However, information on thyroid hormone levels in all these studies was collected at the same time point or at baseline; therefore, the results are limited to drawing strong conclusions on the association between changes in TSH and incidental NAFLD. LNTF can be transient or permanent and the study of TSH in serum is not perfect, since it has the potential to interfere with laboratory analyses; results must be interpreted according to the patient’s clinical context, compared with previous and repeated results. Therefore, because of its retrospective nature, a limitation in our study is that we lacked information about the consumption of drugs or supplements that may interfere with various steps of thyroid hormone metabolism that may increase the risk for hypothyroidism, including a history of previous surgery or radiation therapy on the thyroid gland or head and neck area, the presence of anti-thyroglobulin antibodies, and secondary or tertiary hypo/hyperthyroidism causes.
The United States Preventive Services Task Force (USPSTF) concludes that the current evidence is insufficient to assess the balance of benefits and harms of screening for thyroid dysfunction in nonpregnant, asymptomatic adults [11]. Nevertheless, people with subclinical hypothyroidism should undergo screening for NAFLD.
After correcting the mixed factors such as BMI, the results indicated that the risk of NAFLD with TSH levels above 2.5 was the same as for the general population. Higher (but lower than upper limit) levels of AST and ALT were independently associated with risk of NAFLD in LNTF patients. Statistically significant positive linear trends have been noted between elevated AST, ALT, and alkaline phosphatase concentrations and the presence of increasing numbers of metabolic abnormalities [40]. The exact pathophysiological mechanism of how increased liver markers are related to MS remains elusive. One possible explanation is that elevated liver markers are indicative of excess fat deposition in the liver, which is a characteristic sign of NAFLD. Another possible explanation is that elevated liver enzymes indicate liver inflammation, as suggested by Nakanishi et al. [41]. Still, further, Patel et al. reported that liver enzymes and MS risk may be linked with NAFLD and hepatic insulin resistance, in addition to excess visceral adiposity. The association of liver enzymes abnormalities and thyroid function has been described in patients with hypothyroidism in which higher levels of ALT and AST has been related with diminished lipid metabolism and hypothyroidism-induced myopathy, respectively, both conditions related to NAFLD development; however, in LNTF patients this association has not been fully described [42].
Early detection of abnormal thyroid function is of clinical relevance because people with subclinical hypothyroidism have a higher likelihood of progression to overt hypothyroidism than those with TSH levels <4.5 mIU/L. People with subclinical hypothyroidism should undergo screening for NAFLD as well [43]. The use of transient elastography as a diagnostic method for NAFLD to accurately measure hepatic steatosis and fibrosis, even in mild stages, represents a strength in our study.

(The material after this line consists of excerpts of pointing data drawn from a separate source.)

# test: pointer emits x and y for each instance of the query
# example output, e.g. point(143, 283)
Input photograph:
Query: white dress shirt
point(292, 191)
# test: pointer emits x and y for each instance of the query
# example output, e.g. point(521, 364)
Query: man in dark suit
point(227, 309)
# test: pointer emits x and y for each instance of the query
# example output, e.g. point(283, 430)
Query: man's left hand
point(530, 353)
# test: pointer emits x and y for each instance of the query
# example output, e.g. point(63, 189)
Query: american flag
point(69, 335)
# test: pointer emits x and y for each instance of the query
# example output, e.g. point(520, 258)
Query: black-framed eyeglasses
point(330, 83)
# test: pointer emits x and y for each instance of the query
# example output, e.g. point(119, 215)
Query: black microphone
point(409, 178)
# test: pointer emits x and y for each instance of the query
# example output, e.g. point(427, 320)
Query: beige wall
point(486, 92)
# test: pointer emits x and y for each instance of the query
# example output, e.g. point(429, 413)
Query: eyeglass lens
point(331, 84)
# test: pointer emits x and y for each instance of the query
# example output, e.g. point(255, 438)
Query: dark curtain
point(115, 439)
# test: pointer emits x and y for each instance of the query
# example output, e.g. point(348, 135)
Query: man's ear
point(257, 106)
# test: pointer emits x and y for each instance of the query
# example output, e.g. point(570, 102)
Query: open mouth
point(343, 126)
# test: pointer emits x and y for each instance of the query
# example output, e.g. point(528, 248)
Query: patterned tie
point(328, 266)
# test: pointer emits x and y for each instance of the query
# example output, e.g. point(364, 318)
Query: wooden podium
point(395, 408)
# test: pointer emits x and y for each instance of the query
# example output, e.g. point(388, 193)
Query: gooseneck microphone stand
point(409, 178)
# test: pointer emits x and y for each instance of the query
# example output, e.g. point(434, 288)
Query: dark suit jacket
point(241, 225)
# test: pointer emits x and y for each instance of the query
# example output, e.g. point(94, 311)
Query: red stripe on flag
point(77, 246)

The discrepancies in the previous studies have been mainly due to the method used to diagnose NAFLD, the heterogeneity in defining LNTF, the demographic characteristics of the populations studied, the sample size, and the observational design of most studies, which complicates the comparison in order to determine an independent association.
There have been many studies on NAFLD and thyroid hormone, but the correlation between thyroid hormones within the euthyroid range and NAFLD has not yet been clarified. At present, fewer studies have explored the association between thyroid hormones and NAFLD severity in euthyroid subjects. In this study, we investigated the relationship between LNTF and the occurrence of NAFLD in euthyroid individuals with the aim of providing insights into new predictors and treatment targets for NAFLD.
As strengths, in our study, liver steatosis was determined by CAP, which have a similar diagnostic accuracy than magnetic resonance and higher than other non-invasive methods, specifically abdominal ultrasound, of which results are operator dependent. On the other hand, for our patients who do not have overt hypothyroidism, an endocrinopathy may make the association with NAFLD clearer, but it is still controversial.

5. Conclusions

LNTF was not independently associated with the presence of NAFLD or MAFLD. Patients with LNTF have the same risk for NAFLD as the general population. Further large clinical trials are required to identify more modifiable risk factors for NAFLD.
Low thyroid function is a phenomenon that could not be related with NAFLD; nonetheless, the presence and severity of other metabolic abnormalities (primarily obesity) associated with the development of NAFLD could increase TSH levels, increasing the risk for NAFLD due to interplay mechanisms of thyroid and liver dysfunction. It is unknown if these interplays are linear or bidirectional; however, we observed that a high percentage of body fat is an independent factor associated to NAFLD in increasing cut-off points of TSH. These patients could have an increased risk of progression of liver disease to steatohepatitis and fibrosis; therefore, follow-up studies are needed to elucidate the relationship between LNTF and NAFLD.

Author Contributions

Conceptualization, J.Z.-V., L.M.-C. and E.J.-H.; methodology, J.Z.-V., I.L.-M. and E.J.-H.; formal analysis, J.Z.-V., I.L.-M. and E.J.-H.; investigation, J.Z.-V. and L.M.-C.; resources, M.H.R.-O. and M.U.; data curation, J.P.S.-M. and A.V.-A.; writing—original draft preparation, J.Z.-V. and L.M.-C.; writing—review and editing, J.Z.-V., E.J.-H. and I.L.-M.; supervision, M.U.; project administration, M.H.R.-O. All authors have read and agreed to the published version of the manuscript.

Funding

This research reveived no external funding.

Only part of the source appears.